The water was running, steam rising, the heady fragrance of the roasting lamb infusing every corner of our three rooms and bath with a richness and prodigality that made me feel like a robber baron, like a sultan lounging on his multicolored carpets while the exotic smells of dinner wafted up from the royal kitchens below. I put my hands
on her hips, kissed the back of her ear. “I know you,” I said, leaning into her, pressing my groin into the swell of her buttocks, “you just want to show off.”
She stiffened, her shoulders gone rigid, the dishes in the sink flying from the suds to the rinse pan and off to the dish rack as if an automaton were at work. “You could help,” she said, without turning around. “You could dry. Because we’re going to need these dishes for the table and our guests are going to be here in less than an hour.”
“Sure,” I said, “sure,” and I picked up the dish towel and moved in beside her. “But really, you don’t have to make such a production of it, not for Dick and Ezra—”
She turned to me in half-profile, showing me the underlip and a quick darting leap of her eyes. “And so what if I want to show the place off—and my husband too. I’m proud of it. Aren’t you?”

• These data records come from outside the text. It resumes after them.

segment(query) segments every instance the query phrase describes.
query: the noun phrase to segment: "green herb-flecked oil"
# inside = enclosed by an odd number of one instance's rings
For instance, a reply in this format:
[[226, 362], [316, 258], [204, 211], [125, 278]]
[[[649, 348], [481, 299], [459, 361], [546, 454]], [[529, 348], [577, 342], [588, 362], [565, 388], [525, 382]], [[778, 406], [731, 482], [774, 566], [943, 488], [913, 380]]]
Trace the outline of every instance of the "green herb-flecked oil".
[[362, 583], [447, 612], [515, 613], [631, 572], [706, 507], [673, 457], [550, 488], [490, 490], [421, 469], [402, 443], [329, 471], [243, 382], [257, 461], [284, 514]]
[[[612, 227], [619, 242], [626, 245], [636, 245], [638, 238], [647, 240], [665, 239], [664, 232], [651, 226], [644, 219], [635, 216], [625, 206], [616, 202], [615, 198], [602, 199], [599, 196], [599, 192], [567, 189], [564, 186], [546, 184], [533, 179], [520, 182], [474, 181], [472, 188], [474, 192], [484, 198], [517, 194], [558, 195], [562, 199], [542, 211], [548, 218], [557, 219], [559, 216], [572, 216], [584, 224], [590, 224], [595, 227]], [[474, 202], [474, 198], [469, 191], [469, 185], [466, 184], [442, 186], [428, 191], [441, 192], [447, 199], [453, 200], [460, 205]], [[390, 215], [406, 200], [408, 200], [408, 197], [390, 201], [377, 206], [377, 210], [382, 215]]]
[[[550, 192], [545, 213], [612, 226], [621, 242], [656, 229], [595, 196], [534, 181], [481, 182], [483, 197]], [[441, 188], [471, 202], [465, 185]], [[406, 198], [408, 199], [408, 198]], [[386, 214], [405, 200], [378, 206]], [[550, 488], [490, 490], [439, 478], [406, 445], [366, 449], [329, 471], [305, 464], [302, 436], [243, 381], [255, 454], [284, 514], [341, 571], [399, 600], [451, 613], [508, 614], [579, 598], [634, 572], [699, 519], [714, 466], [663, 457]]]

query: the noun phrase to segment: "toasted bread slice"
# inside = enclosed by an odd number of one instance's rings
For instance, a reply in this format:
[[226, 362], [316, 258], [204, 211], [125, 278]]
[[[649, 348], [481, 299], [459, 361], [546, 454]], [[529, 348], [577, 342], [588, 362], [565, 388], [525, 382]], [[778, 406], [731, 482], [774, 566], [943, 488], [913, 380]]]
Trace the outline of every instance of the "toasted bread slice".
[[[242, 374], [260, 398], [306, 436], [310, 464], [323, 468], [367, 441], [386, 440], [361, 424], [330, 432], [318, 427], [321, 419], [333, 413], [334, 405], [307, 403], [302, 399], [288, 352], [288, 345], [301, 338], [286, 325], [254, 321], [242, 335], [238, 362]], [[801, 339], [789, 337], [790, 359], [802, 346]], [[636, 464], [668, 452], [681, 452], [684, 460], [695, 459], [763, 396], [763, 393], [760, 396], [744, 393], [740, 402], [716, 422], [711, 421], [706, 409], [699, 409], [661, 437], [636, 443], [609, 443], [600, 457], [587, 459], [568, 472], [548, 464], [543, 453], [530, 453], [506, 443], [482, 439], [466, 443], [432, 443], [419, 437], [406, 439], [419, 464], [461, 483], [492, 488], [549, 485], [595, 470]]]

I told her that I was and I tried to embrace her with a wet platter in my hand, and I suppose I was a bit awkward—not drunk yet, not by any means, but I will admit to having had a nip or two in anticipation of the party—and somehow the platter wound up on the floor. In pieces. We both stood stock-still a moment, staring down at the wreckage. This was the only platter we had, the platter on which the lamb was to have been served, and the crisis of the moment proved too much for Iris. She gave me a savage look, plunged through the bead curtains and stalked down the hallway to the bedroom, where she slammed the door behind her with an excess of force. I wanted to go to her and apologize—or no, I was angry suddenly and I wanted to kick the door, rattle the knob and shout at her, because it wasn’t the end of the world, it was only an accident, and why take it out on me? Why don’t you just tear the goddamned thing off its hinges, huh? That was what I wanted to say, what I wanted to scream. But I didn’t. I got as far as the door, but the door was locked. “Iris,” I said. “Iris, come on.” I listened for a moment—was she crying?—then went back to the kitchen, poured another drink and got down on my knees to pick up the pieces.